The interim financial report, including the condensed consolidated interim financial statements, is the responsibility of, and has been approved by, the directors.  The directors are responsible for preparing the interim financial report in accordance with the Disclosure and Transparency Rules of the United Kingdom's Financial Conduct Authority.

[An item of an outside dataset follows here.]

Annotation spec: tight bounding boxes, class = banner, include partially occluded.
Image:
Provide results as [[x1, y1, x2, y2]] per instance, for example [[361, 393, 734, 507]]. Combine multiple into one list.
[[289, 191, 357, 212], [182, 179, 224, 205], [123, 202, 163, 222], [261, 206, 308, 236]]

Our responsibility is to express to the company a conclusion on the condensed consolidated interim financial statements in the interim financial report based on our review.  This report, including the conclusion, has been prepared for and only for the company for the purpose of complying with the Disclosure and Transparency Rules of the Financial Conduct Authority and for no other purpose. We do not, in giving this conclusion, accept or assume responsibility for any other purpose or to any other person to whom this report is shown or into whose hands it may come save where expressly agreed by our prior consent in writing.

 

 

PricewaterhouseCoopers LLP                                                                                                          

Chartered Accountants

London

5 November 2015

Notes:

(i) The maintenance and integrity of the Shanks Group plc website is the responsibility of the directors; the work carried out by the auditors does not involve consideration of these matters and, accordingly, the auditors accept no responsibility for any changes that may have occurred to the financial report since they were initially presented on the website.

(ii) Legislation in the United Kingdom governing the preparation and dissemination of financial statements may differ from legislation in other jurisdictions.